问题
I am trying to read in a document containing product data and print certain product's data out. Problem is, I can't seem to get it read in without error. I am just trying to print the first 100 characters just to get it read in so I can then figure out what specifically I need to print and how to pull it out of the file. But I am stuck reading it in. The document is in UTF-8, or it should be... what am I missing?
Here is my code:
products = open('products.csv')
productsread = products.read()
print(productsread[:100])
And here is the Traceback I get:
Traceback (most recent call last):
File "nilescratchpad.py", line 2, in <module>
productsread = products.read()
File "/Library/Frameworks/Python.framework/Versions/3.6/lib/python3.6/codecs.py", line 321, in decode (result, consumed) = self._buffer_decode(data, self.errors, final)

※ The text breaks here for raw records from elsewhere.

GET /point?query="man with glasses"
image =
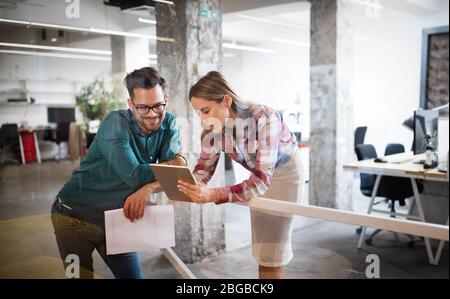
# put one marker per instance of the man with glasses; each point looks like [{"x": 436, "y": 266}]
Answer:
[{"x": 115, "y": 173}]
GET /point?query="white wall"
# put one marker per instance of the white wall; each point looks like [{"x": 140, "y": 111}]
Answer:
[
  {"x": 52, "y": 81},
  {"x": 387, "y": 72},
  {"x": 56, "y": 81},
  {"x": 279, "y": 80}
]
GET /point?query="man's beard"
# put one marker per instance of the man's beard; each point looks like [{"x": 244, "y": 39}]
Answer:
[{"x": 149, "y": 129}]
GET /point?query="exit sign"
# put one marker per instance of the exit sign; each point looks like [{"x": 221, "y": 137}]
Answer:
[{"x": 209, "y": 14}]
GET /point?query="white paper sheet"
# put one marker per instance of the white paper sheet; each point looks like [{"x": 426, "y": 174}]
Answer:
[{"x": 154, "y": 231}]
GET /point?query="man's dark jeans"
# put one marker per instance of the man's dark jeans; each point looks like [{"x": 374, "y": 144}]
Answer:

UnicodeDecodeError: 'utf-8' codec can't decode byte 0xe2 in position 7451: invalid continuation byte
回答1:
If you read the document and it throws an error with the UTF-8 codec, then it isn't UTF-8, or at least has errors in it. open('products.csv',encoding='utf8',errors='replace')
will replace all errors with the Unicode codepoint U+FFFD REPLACEMENT CHARACTER
, but make sure most of your document actually is UTF-8.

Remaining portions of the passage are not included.